Nochmal Corel Draw 10...

  • Corel-"Gratisversion" nur halbe Sache


    Großes Medienecho erhält derzeit die Entdeckung, dass den zuletzt veröffentlichten Ausgaben zweier deutscher Computerzeitschriften, der PC Direkt und der Internet Professionell eine zeitlich unbegrenzte Version des Grafikpakets CorelDraw 10 beiliegt. Eigentlich sollten die Heft-CDs nur eine 30 Tage laufende Testversion bieten, doch aufgrund eines Versehens bei der Produktion enthalten die Installationsarchive auch ungesicherte, uneingeschränkt lauffähige Versionen der Programmdateien.
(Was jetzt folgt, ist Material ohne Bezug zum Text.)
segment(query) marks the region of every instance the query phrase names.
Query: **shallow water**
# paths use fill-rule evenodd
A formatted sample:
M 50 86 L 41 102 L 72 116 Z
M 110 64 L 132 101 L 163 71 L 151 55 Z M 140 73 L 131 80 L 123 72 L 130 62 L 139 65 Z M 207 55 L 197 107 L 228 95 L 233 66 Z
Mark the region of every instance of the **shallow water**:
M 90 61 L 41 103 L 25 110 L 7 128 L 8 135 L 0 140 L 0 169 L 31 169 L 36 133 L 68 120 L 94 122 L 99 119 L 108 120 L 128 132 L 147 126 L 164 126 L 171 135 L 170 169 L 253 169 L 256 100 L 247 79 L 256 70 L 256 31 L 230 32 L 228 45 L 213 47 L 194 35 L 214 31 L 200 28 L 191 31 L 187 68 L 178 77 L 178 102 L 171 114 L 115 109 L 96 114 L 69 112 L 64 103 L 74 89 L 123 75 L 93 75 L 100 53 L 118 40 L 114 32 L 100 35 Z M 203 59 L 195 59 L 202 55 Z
    Corel ist das Problem mittlerweile bekannt. In einer Stellungnahme appelliert das Unternehmen an die Ehrlichkeit der Nutzer: "Corel hat seit langem einen treuen Kundenstamm und wir haben großes Vertrauen in die Benutzer unserer Anwendungen und darin, dass sie sich an die Bedingungen der Lizenzabkommen halten werden." Dagegen kommentierte der Chef-Redakeur von PC Direkt, Thomas Jannot, den Vorgang recht unbedarft: "Unser Verlag hat dadurch keinen Schaden und der Auflage ist es nicht abträglich."


    Der Fehler liege offenbar beim kanadischen Softwarehersteller Corel, meinte der Chef von Internet Professionell. Auch die nächste Ausgabe von PC Professionell soll die fehlerhafte CD noch enthalten: "Es war nicht mehr möglich, die Auflage zu stoppen", meinte deren Chefredakteur. Alle drei Hefte erscheinen bei VNU Business Publications Deutschland GmbH (München). Angeblich soll sich der gleiche Fehler auch auf einer CD eingeschlichen haben, die Corel selbst während der CeBIT kostenlos verteilt hat.


    Wer jetzt allerdings glaubt, hier ein heißes Schnäppchen gemacht zu haben, freut sich aber wohl zu früh: Die CDs enthalten bei weitem nicht die "volle" für bis zu 1200 Mark im Handel erhältliche CorelDraw Graphics Suite.


    So fehlen zahlreiche Hilfsprogramme wie der Bitmap-Vektorisierer "Trace", das Screenshot-Programm "Capture", der Struktur-Generator "Texture" und vor allem jegliche Skript-Fähigkeiten. Die Vollversion von CorelDraw zeichnet Makros über Microsofts Visual Basic for Applications (VBA) auf; der Testversion fehlt die VBA-Unterstützung.


    Somit entspricht ein manipuliertes 30-Tage-Paket noch am ehesten der 350 Mark teuren Studentenversion, die Corel ebenfalls ohne VBA ausliefert – eigentlich aber nicht einmal dieser. Die Testinstallation kopiert 77 Schriften in den Schriften-Ordner; die "Academic Version" enthält 1.000 Schriften. Eine weitere Stärke der Verkaufsversionen sind die umfangreichen Clipart-Sammlungen: Auch diese fehlen auf den Heft-CDs. Zudem wurde die Bildbearbeitung Photo-Paint um alle Plugins (KPT, Squizz) erleichtert. Den auf den Heft-CDs gespeicherten Testversionen fehlen zudem diverse mit CorelDraw ausgelieferten Anwendungen von Drittanbietern, darunter der Font Navigator von Bitstream und die Bilddatenbank Cumulus von Canto.


    Hinzu kommt, dass der Einsatz der geknackten CorelDraw-Testversion schlicht illegal ist – bei der Installation bestätigt der Anwender einen Lizenzvertrag, nach der die Entfernung des elektronischen Verfallsdatums die Lizenz automatisch beendet. Ob gehackt oder nicht: Anwender der 30-Tage-Software besitzen natürlich auch kein Recht auf Updates; die Testversion enthält nicht einmal eine Seriennummer.